Leader invites attendees to take no more than 2 minutes to share a response to the question.  Find a way to gently hold the group to the no-more-than-2-minute limit.  Also, let people know there’s no cross-talk to the responses: group-members don’t answer the statements people make.  One person speaks for oneself, then the next person does the same.  It’s not a conversation, so much as a series of statements. Again, each with some silence or space between. And, again, voices don’t need to go in order, with people sitting beside each other speaking—just as the spirit moves.



After hearing everyone’s statements, the leader invites the group to sit in silence for 2-3 minutes. This is not time for them to plan what they’ll say.  It’s time to sit and be present, to let whatever comes up, come up.


Second round, reflections on what was heard, with additional thoughts

Whereas in the first round, attendees were encouraged to stick to their own thoughts, here in the second round, people can respond to some of what they heard.  Again, encourage brevity—whether a formal 2-minute limit is enforced or not, encourage the conversation to move from one place to another in the circle, not getting dragged down to one or two voices who speak at length.  It’s OK for people to respond to each other’s comments but the responses should not be attempts to fix a dilemma raised, correct someone’s feelings or .


Likes and wishes

The leader asks for people to share, as they’re moved, what they liked about the session, and what they wish for next time, that they may or may not have experienced this time.
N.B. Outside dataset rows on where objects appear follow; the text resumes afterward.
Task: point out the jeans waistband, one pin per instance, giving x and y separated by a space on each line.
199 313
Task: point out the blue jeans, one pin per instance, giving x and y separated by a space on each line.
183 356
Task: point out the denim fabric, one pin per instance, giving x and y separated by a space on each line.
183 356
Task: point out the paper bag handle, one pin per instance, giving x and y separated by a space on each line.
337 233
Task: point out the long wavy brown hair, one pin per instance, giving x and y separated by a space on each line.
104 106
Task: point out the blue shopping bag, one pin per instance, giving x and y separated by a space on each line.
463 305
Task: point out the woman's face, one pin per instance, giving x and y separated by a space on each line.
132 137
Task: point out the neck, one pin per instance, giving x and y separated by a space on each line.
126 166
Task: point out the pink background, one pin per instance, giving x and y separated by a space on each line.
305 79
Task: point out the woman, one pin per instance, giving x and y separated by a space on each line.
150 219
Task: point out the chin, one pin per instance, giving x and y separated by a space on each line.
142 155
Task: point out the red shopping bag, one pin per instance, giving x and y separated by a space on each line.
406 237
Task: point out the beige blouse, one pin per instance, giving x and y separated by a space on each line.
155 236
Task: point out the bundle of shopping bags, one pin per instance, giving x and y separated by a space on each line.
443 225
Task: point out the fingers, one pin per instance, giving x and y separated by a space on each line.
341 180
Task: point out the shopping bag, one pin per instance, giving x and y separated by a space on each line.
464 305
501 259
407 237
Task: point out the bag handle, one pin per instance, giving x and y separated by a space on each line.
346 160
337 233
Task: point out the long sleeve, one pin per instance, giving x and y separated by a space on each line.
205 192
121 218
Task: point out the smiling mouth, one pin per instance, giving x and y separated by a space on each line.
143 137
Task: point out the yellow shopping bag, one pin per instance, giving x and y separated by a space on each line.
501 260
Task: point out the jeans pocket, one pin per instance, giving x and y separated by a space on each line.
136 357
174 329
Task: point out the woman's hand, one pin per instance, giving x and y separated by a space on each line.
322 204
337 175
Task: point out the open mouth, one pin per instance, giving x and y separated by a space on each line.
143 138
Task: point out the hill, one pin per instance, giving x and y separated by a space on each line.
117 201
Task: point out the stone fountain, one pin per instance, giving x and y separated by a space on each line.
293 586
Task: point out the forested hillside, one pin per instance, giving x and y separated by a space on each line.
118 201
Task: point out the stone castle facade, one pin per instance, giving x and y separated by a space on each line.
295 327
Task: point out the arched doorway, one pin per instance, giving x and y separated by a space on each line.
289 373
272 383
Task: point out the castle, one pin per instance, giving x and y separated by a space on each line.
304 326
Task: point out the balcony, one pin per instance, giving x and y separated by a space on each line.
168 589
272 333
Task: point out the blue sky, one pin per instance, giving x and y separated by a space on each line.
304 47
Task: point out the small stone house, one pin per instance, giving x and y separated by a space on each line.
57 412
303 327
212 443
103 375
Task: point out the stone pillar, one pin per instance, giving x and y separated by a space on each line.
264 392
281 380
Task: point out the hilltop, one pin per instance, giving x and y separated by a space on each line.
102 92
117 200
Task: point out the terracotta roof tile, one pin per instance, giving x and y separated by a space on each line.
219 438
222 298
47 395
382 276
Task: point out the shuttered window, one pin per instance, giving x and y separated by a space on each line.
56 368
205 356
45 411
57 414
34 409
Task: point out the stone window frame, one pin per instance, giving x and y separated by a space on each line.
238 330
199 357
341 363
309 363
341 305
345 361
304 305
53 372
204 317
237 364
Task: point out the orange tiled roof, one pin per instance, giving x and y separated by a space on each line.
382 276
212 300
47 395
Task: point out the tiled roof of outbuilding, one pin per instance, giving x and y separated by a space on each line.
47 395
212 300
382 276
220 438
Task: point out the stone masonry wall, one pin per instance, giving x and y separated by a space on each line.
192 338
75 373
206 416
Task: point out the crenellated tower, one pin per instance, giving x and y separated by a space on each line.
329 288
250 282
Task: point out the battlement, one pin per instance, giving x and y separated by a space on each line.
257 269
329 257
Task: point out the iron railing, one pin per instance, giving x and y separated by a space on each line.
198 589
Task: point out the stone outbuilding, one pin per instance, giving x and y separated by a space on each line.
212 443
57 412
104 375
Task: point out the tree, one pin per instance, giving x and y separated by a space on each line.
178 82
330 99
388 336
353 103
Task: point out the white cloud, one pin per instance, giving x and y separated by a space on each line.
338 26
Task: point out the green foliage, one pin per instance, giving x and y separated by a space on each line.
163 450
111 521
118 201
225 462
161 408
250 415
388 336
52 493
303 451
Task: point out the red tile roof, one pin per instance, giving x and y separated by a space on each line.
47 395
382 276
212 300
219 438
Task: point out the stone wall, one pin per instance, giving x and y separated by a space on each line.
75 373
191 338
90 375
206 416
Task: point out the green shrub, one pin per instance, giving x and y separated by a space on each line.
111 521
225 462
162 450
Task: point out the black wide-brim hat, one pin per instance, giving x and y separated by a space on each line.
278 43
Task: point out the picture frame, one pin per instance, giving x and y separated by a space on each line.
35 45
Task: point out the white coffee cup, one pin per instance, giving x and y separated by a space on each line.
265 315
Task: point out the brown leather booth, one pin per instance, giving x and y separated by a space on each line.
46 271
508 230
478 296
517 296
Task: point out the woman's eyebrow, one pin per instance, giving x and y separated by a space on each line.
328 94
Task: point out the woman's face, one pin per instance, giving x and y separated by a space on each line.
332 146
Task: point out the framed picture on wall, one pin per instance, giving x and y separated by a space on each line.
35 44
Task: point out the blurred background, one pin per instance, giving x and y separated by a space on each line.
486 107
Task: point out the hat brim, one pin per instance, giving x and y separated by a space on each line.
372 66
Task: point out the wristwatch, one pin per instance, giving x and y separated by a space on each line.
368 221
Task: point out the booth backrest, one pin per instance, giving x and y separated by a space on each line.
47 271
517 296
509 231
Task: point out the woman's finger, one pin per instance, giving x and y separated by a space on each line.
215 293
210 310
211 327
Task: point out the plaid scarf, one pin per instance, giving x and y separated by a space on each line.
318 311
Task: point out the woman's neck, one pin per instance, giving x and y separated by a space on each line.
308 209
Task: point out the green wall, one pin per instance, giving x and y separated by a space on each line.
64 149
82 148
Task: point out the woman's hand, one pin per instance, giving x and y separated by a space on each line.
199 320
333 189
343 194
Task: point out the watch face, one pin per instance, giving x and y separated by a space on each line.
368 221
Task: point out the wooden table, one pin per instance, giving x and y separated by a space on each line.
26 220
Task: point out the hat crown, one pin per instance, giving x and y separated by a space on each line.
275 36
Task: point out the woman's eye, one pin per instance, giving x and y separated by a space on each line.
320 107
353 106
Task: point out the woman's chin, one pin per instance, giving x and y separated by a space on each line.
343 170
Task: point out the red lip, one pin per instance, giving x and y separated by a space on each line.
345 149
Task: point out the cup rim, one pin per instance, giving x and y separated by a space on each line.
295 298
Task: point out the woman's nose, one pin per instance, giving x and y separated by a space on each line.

Closing Words & Extinguishing the Chalice


Amaze me

Curiosity tumble within 

Wondering stir me

Cosmos and heavens collide

Open the soul and the heart

Neurons firing leaping synapse to synapse

Soul to soul

Day to Day.

 Quotes for The Common Bowl

“A man should hear a little music, read a little poetry, and see a fine picture every day of his life, in order that worldly cares may not obliterate the sense of the beautiful which God has implanted in the human soul.” 
― Johann Wolfgang von Goethe


“To science, not even the bark of a tree or a drop of pond water is dull or a handful of dirt banal. They all arouse awe and wonder.”

-Jane Jacobs


“Everything is phenomenal; everything is incredible; never treat life casually. To be spiritual is to be amazed.”

-Abraham Joshua Heschel


“The important thing is not to stop questioning. Curiosity has its own reason for existing.” 
― Albert Einstein


“Once there were brook trout in the streams in the mountains. You could see them standing in the amber current where the white edges of their fins wimpled softly in the flow. They smelled of moss in your hand. Polished and muscular and torsional. On their backs were vermiculate patterns that were maps of the world in its becoming. Maps and mazes. Of a thing which could not be put back. Not be made right again. In the deep glens where they lived all things were older than man and they hummed of mystery.” 
― Cormac McCarthyThe Road


“If I had influence with the good fairy... I should ask that her gift to each child in the world be a sense of wonder so indestructible that it would last throughout life.”

--Rachel Carson


“I'd known that I had the capacity to love, that I enjoyed seeing other people be happy, that I had a real awe and wonder about the beauty of this world.”

-Tara Brach


“Write in recollection and amazement for yourself.”

-Jack Kerouac

“Those who are Awake live in a state of constant amazement.”

-Jack Kornfield


“The launch of a space shuttle can still make you weep with amazement and wonder, if you happen to be watching it.”